Para quem gosta de viajar, o verbo ir tem um sabor muito especial, mas… na hora do regresso, o preciso momento de meter a chave na fechadura também é muito bom: ah!… estamos em casa. Basta uma volta por um outro país europeu, em particular do sul, para observar o quanto esta União Europeia é artificial e distante das pessoas. Acantonada em regras e políticas restritivas na ânsia de fazer valer um modelo socioeconómico que, de tão financeirizado, tem muito pouco de social e não colhe a simpatia da generalidade dos cidadãos. Cá e noutros países. No caso vertente, a semelhança mora em França e, mais concretamente, no sul de França, o que, ironicamente, reforça a velha oposição norte-sul. Conversando com os locais depressa se constata que os problemas que mais lhes condicionam a vida são muito parecidos com os que nos afligem: desemprego, emprego precário e baixos salários, emigração de jovens qualificados, etc. Tudo, ou quase, o que não era esperado ouvir dos franceses! A Europa unida que os poderes europeus parecem desconhecer, ou ignorar. Comecemos, então, por Marselha, a cidade mais importante da Provença, a mais antiga de França e a segunda mais populosa do país.
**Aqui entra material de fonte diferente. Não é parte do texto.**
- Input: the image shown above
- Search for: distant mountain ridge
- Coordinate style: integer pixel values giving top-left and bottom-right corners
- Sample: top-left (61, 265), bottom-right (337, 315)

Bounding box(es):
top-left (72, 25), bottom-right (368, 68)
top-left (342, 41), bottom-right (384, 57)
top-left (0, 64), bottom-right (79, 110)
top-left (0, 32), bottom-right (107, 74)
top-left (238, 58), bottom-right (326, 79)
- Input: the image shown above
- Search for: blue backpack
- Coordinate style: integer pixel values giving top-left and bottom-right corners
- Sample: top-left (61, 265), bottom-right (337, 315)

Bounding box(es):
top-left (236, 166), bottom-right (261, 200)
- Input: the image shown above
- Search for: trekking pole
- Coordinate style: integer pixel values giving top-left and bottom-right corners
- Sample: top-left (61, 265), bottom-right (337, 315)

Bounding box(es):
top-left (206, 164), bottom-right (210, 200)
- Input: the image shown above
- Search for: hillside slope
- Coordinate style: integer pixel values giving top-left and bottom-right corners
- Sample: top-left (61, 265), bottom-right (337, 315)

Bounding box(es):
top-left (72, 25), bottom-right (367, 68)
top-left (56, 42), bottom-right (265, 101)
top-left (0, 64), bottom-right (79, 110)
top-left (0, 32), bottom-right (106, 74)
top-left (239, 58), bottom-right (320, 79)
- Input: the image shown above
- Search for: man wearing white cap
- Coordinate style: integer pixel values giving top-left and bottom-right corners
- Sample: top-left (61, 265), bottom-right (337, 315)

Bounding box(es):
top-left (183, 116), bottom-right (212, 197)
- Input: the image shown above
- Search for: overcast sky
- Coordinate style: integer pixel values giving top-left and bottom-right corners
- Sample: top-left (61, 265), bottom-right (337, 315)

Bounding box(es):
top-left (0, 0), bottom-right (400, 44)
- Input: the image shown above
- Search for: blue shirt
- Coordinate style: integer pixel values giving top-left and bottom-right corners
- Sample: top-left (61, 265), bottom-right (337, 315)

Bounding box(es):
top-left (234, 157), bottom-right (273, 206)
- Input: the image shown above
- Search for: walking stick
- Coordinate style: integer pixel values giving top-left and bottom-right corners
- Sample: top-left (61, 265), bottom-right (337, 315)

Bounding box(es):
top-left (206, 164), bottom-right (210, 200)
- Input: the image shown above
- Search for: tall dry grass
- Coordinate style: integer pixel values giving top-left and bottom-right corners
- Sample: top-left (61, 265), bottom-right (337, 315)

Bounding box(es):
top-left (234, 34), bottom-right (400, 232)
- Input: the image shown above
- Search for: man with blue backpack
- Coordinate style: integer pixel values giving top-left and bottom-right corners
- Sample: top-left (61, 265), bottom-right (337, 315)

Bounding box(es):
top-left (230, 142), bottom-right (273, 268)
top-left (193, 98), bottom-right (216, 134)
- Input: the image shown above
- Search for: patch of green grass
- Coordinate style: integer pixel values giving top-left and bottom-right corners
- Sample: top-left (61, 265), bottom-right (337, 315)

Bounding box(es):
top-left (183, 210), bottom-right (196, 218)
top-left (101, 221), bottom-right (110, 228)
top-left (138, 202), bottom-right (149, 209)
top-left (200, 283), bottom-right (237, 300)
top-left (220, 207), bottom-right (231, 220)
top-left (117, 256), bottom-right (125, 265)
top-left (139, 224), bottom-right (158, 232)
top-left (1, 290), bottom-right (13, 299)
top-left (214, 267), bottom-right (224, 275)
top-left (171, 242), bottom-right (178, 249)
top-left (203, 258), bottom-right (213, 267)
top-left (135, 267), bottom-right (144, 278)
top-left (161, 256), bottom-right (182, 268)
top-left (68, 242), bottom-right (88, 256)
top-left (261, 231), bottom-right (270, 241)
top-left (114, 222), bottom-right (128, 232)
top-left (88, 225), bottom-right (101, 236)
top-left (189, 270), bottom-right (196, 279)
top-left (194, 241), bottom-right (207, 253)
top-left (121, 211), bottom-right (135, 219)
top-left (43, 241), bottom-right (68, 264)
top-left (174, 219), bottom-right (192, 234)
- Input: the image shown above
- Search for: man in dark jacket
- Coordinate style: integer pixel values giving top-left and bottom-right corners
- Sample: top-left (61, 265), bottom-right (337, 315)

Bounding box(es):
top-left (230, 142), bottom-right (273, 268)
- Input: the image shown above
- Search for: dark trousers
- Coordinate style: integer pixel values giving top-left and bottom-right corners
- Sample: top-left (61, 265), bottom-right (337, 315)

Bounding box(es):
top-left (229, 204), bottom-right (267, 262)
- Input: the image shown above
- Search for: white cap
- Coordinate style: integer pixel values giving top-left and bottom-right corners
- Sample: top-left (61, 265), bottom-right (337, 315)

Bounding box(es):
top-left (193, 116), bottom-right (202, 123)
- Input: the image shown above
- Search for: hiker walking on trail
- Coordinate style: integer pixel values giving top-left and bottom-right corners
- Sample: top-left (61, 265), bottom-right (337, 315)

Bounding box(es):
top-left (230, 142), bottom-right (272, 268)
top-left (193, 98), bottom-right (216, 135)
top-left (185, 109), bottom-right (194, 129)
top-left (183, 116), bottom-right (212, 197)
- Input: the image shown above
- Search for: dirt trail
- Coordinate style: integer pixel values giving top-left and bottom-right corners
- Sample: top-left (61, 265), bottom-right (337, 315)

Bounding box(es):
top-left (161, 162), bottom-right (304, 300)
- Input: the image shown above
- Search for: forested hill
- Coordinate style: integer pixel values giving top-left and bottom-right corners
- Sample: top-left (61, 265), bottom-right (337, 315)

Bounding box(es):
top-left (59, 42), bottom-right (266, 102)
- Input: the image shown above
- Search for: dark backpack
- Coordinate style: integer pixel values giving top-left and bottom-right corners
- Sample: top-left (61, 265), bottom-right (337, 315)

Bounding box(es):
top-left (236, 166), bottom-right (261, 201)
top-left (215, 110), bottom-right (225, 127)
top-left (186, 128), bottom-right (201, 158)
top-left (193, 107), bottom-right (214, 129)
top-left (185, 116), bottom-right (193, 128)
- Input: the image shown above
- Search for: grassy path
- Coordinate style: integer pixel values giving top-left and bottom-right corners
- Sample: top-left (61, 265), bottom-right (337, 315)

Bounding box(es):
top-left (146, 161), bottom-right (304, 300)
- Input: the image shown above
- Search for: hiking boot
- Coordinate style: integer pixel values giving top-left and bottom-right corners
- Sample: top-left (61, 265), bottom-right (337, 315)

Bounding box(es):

Das cidades francesas, Marselha não será por certo das mais bonitas, nem das mais limpas, nem das mais tranquilas. A aparente miscigenação da sociedade marselhesa não encobre as disfunções sociais que afloram ao olhar do visitante. Todavia, visitar Marselha não se afigura uma desilusão. Literalmente debruçada sobre o Mediterrâneo, finca-se em manter os pés no mar, cheia de genica: o Porto Velho – le Vieux Port – é a animação em figura de gente. Uma floresta de mastros de veleiros emoldura o porto propriamente dito e coalhado de embarcações. Ao redor, tudo são restaurantes, ou similares, nos baixos dos imponentes edifícios que fecham a enorme praça com mar dentro: o porto entra-lhe pelo meio. Pela manhã montam-se as bancas de pescado e é ver os barcos de pesca a atracar na grande plataforma central e os pescadores a descarregar o peixe mesmo ali. Uma pequena multidão junta-se à espera do peixe e a venda vai correndo sem formalidades de lota, pelo menos que se veja: cada um compra o peixe que mais lhe agrada ou que se lhe ajeita no preço. E pelo aspeto dos fregueses dá ideia que há peixe para todos os gostos e bolsas. É um espetáculo que tem tanto de inesperado como de característico!
Se, na Baixa, o coração marselhês pulsa no Vieux Port, na parte alta, dominando, impante, toda a cidade, fica a Basílica de Notre- -Dame-de-la-Garde, construída na segunda metade do séc. xix e, dados os elementos ornamentais usados, vulgarmente considerada de estilo romano-bizantino. De onde quer que se olhe em Marselha, a basílica impõe-se, já pela localização no alto de uma colina, já pelo facto de ser encimada por uma estátua gigante, dourada, da Virgem que dá nome ao templo. De referir ainda que dos terraços da basílica se desfruta um panorama impressionante: o olhar espraia-se pelo Mediterrâneo e pequenas ilhas que por ali emergem, a linha de costa, arrebicada, estica-se até ao horizonte, e o casario a perder de vista estende-se aos pés da basílica. É Marselha rendida em adoração!?